The traditional Maya or Mayan religion of the extant Maya peoples of Guatemala, Belize, western Honduras, and the Tabasco, Chiapas, Quintana Roo, Campeche and Yucatán states of Mexico is part of the wider frame of Mesoamerican religion. As is the case with many other contemporary Mesoamerican religions, it results from centuries of symbiosis with Roman Catholicism. When its pre-Hispanic antecedents are taken into account, however, traditional Maya religion has already existed for more than two and a half millennia as a recognizably distinct phenomenon. Before the advent of Christianity, it was spread over many indigenous kingdoms, all with their own local traditions. Today, it coexists and interacts with pan-Mayan syncretism, the 're-invention of tradition' by the Pan-Maya movement, and Christianity in its various denominations.
The most important source on traditional Maya religion is the Mayas themselves: the incumbents of positions within the religious hierarchy, diviners, and tellers of tales.
More generally, all those persons who shared their knowledge with outsiders in the past, as well as anthropologists and historians who studied them and continue to do so.

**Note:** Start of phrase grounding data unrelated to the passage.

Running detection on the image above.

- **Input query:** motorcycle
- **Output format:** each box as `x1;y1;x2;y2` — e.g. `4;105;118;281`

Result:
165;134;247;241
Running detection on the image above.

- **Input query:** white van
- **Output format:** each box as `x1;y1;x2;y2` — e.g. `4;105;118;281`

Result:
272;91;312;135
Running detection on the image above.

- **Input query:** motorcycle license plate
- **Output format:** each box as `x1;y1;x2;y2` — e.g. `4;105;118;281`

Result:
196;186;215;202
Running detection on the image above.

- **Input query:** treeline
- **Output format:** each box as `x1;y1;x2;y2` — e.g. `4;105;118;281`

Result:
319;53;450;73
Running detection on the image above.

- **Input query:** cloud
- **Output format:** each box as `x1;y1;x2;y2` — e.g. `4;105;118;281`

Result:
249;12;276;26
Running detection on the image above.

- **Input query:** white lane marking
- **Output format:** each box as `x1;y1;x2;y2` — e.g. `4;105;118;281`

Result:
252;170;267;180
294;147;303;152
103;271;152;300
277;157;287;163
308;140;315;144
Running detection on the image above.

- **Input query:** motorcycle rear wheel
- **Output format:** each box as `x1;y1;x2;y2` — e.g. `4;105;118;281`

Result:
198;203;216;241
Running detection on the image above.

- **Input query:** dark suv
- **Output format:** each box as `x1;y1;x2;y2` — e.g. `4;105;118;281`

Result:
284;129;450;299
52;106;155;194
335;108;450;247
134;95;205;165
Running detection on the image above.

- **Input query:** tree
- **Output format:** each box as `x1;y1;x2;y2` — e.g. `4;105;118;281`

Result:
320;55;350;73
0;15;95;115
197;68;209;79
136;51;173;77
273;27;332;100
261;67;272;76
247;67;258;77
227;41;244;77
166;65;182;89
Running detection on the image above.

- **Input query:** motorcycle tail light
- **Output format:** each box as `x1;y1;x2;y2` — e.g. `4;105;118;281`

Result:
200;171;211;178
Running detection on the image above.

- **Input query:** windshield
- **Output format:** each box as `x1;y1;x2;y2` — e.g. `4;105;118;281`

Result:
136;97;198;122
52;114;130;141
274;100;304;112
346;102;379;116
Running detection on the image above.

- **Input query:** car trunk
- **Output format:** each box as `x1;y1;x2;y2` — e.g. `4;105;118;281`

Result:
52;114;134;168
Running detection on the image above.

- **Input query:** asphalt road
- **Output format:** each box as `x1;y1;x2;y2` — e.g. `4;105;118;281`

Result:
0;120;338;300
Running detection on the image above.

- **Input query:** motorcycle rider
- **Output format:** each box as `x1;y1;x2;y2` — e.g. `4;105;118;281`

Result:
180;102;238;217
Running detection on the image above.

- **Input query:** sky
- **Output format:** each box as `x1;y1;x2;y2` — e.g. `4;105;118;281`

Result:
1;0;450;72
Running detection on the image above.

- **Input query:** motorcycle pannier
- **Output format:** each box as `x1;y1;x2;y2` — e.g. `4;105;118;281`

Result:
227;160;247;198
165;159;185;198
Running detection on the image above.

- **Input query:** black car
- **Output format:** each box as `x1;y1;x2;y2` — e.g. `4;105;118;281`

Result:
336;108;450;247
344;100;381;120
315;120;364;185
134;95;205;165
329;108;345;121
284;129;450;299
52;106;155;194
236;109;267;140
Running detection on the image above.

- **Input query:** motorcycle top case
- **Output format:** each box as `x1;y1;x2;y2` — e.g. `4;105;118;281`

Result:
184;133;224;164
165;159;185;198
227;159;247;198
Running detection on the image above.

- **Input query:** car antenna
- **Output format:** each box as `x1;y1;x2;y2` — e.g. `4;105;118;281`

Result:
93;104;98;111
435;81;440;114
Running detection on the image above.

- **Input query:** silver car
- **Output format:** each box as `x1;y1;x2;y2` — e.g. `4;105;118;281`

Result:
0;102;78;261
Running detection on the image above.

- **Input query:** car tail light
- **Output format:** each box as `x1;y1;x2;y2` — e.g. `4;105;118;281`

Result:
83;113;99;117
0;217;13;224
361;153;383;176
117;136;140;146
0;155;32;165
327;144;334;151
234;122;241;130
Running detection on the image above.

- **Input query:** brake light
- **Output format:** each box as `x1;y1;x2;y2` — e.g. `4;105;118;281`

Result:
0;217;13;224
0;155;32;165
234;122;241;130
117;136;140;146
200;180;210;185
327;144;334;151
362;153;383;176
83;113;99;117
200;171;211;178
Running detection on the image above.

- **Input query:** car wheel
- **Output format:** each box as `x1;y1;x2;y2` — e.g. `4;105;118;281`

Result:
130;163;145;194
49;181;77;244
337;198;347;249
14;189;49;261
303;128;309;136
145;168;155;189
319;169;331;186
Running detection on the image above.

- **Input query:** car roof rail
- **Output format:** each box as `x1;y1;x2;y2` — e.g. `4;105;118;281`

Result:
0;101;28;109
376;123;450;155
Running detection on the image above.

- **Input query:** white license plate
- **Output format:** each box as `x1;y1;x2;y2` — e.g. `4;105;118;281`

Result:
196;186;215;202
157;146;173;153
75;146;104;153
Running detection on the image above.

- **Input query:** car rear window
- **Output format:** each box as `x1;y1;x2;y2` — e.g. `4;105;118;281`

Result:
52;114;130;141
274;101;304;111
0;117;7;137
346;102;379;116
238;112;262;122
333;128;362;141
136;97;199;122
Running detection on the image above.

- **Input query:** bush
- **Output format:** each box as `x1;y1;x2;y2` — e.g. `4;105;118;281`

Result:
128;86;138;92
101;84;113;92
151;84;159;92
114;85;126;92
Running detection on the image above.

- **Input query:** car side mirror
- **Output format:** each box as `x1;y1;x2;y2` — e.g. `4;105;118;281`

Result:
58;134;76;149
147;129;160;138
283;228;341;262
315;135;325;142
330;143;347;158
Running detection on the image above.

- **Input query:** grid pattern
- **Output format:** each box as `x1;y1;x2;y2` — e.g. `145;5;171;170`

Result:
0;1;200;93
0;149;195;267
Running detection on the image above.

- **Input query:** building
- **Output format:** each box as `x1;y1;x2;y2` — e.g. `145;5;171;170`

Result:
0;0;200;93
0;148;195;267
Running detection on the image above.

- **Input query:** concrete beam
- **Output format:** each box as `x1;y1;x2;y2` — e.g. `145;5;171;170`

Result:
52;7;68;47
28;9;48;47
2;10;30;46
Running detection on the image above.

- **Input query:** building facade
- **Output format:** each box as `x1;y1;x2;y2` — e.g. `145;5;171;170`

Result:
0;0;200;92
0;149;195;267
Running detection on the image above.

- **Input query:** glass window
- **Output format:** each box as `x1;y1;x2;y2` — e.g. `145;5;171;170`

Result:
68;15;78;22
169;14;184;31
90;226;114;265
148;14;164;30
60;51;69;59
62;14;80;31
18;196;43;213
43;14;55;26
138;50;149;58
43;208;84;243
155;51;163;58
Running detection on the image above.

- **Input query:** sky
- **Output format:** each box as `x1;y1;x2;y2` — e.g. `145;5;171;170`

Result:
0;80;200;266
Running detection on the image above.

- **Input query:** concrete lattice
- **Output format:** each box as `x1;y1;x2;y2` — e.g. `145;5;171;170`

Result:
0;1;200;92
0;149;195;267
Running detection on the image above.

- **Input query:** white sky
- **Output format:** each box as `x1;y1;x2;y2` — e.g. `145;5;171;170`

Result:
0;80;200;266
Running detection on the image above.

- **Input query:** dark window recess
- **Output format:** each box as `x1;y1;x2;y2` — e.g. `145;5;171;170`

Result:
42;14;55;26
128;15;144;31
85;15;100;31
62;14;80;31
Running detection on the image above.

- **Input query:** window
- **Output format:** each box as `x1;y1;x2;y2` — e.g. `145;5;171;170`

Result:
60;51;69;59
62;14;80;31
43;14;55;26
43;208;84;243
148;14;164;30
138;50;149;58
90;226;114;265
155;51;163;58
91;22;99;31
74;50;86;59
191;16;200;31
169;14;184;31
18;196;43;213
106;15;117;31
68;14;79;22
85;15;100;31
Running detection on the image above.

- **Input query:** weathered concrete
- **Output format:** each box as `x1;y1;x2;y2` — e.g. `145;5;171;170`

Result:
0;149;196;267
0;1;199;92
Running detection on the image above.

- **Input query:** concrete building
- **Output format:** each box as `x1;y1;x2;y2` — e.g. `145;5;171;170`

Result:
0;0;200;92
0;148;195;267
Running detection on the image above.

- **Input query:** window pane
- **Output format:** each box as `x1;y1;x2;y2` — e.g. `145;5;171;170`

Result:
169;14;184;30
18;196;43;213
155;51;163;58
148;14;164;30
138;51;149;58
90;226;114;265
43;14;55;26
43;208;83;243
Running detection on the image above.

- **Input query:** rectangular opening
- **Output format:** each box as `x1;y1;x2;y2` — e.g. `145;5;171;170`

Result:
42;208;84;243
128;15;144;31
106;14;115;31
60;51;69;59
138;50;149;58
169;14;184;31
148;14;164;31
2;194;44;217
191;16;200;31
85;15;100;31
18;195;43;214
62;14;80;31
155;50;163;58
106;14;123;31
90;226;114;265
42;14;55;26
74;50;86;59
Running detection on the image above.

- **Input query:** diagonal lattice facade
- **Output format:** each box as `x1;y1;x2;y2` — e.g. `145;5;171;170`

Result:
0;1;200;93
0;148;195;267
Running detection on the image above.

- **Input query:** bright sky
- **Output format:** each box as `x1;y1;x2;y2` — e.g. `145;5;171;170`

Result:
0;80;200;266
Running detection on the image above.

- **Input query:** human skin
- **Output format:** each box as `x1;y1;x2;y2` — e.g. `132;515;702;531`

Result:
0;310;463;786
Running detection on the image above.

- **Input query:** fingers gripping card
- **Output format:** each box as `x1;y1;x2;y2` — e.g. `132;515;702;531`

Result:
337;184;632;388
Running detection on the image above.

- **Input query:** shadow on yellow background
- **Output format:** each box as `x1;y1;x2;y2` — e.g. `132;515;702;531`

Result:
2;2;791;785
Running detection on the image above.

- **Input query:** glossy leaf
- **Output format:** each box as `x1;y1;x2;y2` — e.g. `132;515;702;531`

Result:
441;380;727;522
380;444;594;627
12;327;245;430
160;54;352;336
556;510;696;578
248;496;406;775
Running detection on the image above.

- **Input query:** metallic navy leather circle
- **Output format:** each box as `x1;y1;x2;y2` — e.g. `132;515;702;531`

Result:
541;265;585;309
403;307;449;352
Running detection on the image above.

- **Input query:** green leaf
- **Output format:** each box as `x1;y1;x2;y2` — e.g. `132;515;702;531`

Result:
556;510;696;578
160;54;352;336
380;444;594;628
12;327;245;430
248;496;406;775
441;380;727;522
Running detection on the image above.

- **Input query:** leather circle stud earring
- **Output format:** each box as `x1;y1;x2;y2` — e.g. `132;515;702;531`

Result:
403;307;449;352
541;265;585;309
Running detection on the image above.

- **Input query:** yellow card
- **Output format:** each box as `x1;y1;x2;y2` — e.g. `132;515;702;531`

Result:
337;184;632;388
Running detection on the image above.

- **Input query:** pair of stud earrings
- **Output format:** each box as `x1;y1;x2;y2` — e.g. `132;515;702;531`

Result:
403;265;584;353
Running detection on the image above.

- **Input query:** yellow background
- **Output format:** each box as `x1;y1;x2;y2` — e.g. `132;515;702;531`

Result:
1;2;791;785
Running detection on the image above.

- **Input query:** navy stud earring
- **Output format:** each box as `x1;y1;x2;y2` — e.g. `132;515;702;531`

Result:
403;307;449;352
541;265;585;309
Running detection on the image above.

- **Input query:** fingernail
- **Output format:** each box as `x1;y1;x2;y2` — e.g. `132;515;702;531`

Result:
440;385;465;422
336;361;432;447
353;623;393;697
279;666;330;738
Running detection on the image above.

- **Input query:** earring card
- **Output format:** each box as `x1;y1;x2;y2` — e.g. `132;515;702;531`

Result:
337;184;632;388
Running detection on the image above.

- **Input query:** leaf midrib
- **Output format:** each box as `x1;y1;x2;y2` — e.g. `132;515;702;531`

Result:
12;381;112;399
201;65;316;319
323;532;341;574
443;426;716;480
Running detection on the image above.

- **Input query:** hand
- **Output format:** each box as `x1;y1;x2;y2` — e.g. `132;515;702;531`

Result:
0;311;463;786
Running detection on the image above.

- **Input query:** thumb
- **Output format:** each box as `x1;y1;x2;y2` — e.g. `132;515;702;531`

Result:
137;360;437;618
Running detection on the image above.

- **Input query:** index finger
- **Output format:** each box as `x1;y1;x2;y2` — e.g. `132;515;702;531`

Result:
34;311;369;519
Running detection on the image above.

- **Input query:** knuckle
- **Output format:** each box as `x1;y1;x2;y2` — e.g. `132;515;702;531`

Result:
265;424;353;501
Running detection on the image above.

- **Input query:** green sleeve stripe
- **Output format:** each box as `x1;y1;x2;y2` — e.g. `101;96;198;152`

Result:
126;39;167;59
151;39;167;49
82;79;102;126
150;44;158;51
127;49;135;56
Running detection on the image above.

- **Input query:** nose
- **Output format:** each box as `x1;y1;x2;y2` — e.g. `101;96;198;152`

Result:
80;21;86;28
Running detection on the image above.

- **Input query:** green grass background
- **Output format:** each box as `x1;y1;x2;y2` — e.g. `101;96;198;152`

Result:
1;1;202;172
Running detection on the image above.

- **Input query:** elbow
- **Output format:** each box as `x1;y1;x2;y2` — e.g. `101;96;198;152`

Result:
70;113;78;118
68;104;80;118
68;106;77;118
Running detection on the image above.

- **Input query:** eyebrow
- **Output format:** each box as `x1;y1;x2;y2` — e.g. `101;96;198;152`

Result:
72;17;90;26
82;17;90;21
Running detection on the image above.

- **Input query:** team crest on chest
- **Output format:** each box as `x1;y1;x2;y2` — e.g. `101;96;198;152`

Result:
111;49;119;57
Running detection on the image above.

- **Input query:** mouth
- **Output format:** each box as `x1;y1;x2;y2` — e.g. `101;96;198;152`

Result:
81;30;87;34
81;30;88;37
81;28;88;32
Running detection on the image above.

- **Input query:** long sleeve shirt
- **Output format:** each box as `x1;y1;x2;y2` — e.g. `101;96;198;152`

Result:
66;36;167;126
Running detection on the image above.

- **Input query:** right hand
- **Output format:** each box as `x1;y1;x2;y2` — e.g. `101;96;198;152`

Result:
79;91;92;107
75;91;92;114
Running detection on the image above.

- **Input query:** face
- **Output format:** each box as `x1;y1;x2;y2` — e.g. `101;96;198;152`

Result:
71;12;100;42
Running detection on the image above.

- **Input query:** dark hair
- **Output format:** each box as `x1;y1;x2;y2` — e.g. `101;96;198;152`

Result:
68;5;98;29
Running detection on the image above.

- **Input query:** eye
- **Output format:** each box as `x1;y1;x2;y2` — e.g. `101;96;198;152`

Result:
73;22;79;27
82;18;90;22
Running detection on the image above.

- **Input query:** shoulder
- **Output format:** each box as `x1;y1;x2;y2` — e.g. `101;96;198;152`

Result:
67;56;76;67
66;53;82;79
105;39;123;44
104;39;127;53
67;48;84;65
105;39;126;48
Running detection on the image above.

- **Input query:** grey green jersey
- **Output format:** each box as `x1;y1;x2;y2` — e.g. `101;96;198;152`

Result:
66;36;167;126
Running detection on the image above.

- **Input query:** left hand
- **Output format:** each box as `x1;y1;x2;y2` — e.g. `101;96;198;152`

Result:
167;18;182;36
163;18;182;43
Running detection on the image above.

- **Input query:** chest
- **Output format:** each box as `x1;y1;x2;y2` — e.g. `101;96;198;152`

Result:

What is known of pre-Hispanic Maya religion stems from heterogeneous sources (the primary ones being of Maya origin):
Primary sources from pre-Hispanic times: the three surviving Maya hieroglyphic books (the Maya codices of Dresden, Madrid and Paris) plus the Maya-Toltec Grolier Codex, all dating from the Postclassic period (after 900 AD); the 'ceramic codex' (the corpus of pottery scenes and texts) and mural paintings; the inscriptions in stone from the Classic (200–900 AD) and Late Preclassic (200 BC-200 AD) periods
Primary sources from the early-colonial (16th-century) period, such as the Popol Vuh, the Ritual of the Bacabs, and (at least in part) the various Chilam Balam books
Secondary sources, chiefly Spanish treatises from the colonial period, such as those of Landa for the Lowland Mayas and Las Casas for the Highland Mayas, but also lexicons such as the early-colonial Motul (Yucatec) and Coto (Kaqchikel) dictionaries
Archaeological, epigraphic, and iconographic studies
Anthropological reports published since the late 19th century, used in combination with the sources above
Traditional Maya religion, though also representing a belief system, is often referred to as costumbre, the 'custom' or habitual religious practice, in contradistinction to orthodox Roman Catholic ritual.